José Carlos Martinelli, presidente da SPTrans, reconheceu que as mudanças nos temporais reduziram o uso desse tipo de bilhete, mas defendeu que o número de usuários dessa modalidade é pequeno diante do total de viagens. “O impacto é pequeno, disso eu não tenho dúvidas. A gente transporta em dia útil aqui 9,6 milhões de passageiros. Os números do transporte são muito grandes na cidade de São Paulo”, disse.
É muito cara a integração, estou andando mais a pé. Por exemplo, outro dia precisava ir da zona oeste para Santana [norte]. Fui andando, 2 horas, só para não pagar a tarifa.
Desde abril, não existem mais os bilhetes temporais voltados para estudantes e trabalhadores. No caso dos mensais, antes o estudante pagava R$ 70 por viagens ilimitadas de ônibus ou trilho ou R$ 140 por viagens ilimitadas integradas (ônibus, metrô e trens), inclusive nos fins de semana.
Já os trabalhadores podiam adotar a opção do bilhete mensal vale transporte no qual se podia pagar um valor fixo por mês para utilização ilimitada.
Segundo o presidente da SPTrans, José Carlos Martinelli, esses bilhetes tinham um erro de conceito. “O bilhete é para você ir e voltar. No caso do estudante, para a escola; no caso do trabalhador, para o trabalho. Quando você dá uma coisa que praticamente não tem limite de uso, você está dando um subsídio para usos não previstos na legislação e alguém está pagando essa conta”, disse.
Assim como o comum e o integrado mensais, essa modalidade de vale transporte registrava crescimento até ser extinta – passou de 653 mil viagens em 2014 para 31,5 milhões em 2016.
Já o voltado para estudantes cresceu apenas no primeiro ano de funcionamento: foi de 16,3 milhões de viagens, em 2014, para 21 milhões, em 2015. No ano seguinte, foram 6,8 milhões de viagens.

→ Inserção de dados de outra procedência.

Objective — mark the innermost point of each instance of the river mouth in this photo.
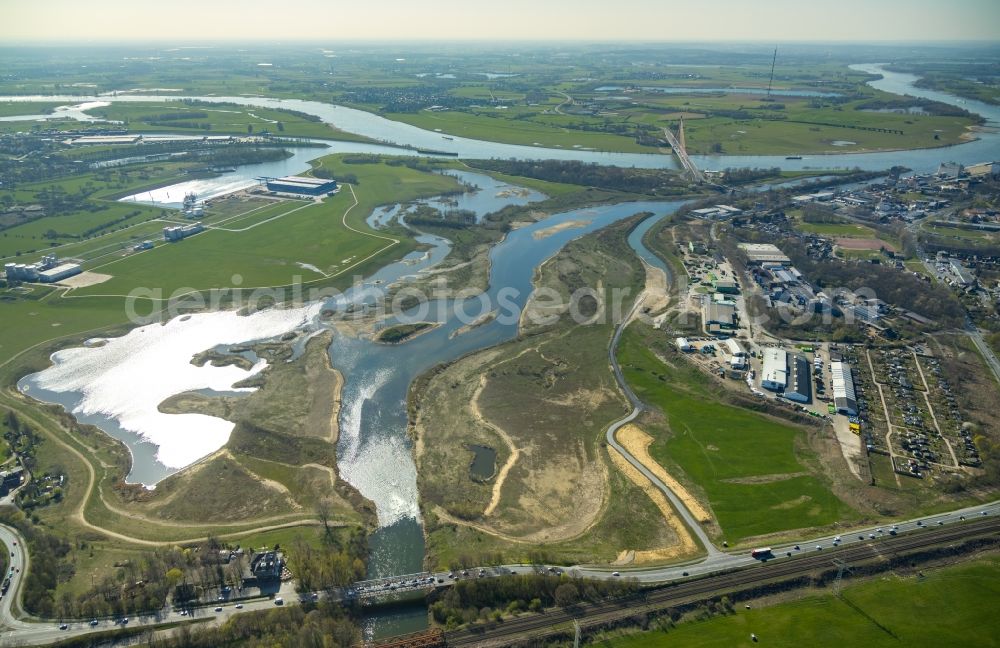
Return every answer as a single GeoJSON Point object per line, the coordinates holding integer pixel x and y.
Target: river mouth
{"type": "Point", "coordinates": [484, 462]}
{"type": "Point", "coordinates": [375, 454]}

Segundo a SPTrans, esses estudantes migraram para a modalidade de passe livre. “As gratuidades aumentaram entre 2016 e 2017. Seguramente a maioria dos estudantes migrou para a gratuidade”, afirma Martinelli.
Antes de 1º de agosto, quem tinha direito ao benefício podia fazer oito embarques em um período de 24 horas, contados a partir do registro do bilhete na catraca. Com as novas regras, os estudantes passaram a poder fazer apenas quatro embarques em período de duas horas, duas vezes ao dia, para ir à escola e voltar para casa.
Comparativamente, os estudantes fizeram quase 170 milhões de viagens gratuitas no segundo semestre de 2016. Esse número caiu para um pouco mais 156 milhões no mesmo período de 2017.
Para Raquel Rolnik, da USP, os jovens estão circulando menos pela cidade. “O que o mensal permite? Fazer mais viagens do que estritamente a de casa-trabalho, ou casa-escola/universidade. Ele permite circular, usufruir, aproveitar as oportunidades da cidade. Na hora que se deu esse aumento salgado, se cortou isso. Significou circular menos”, afirma.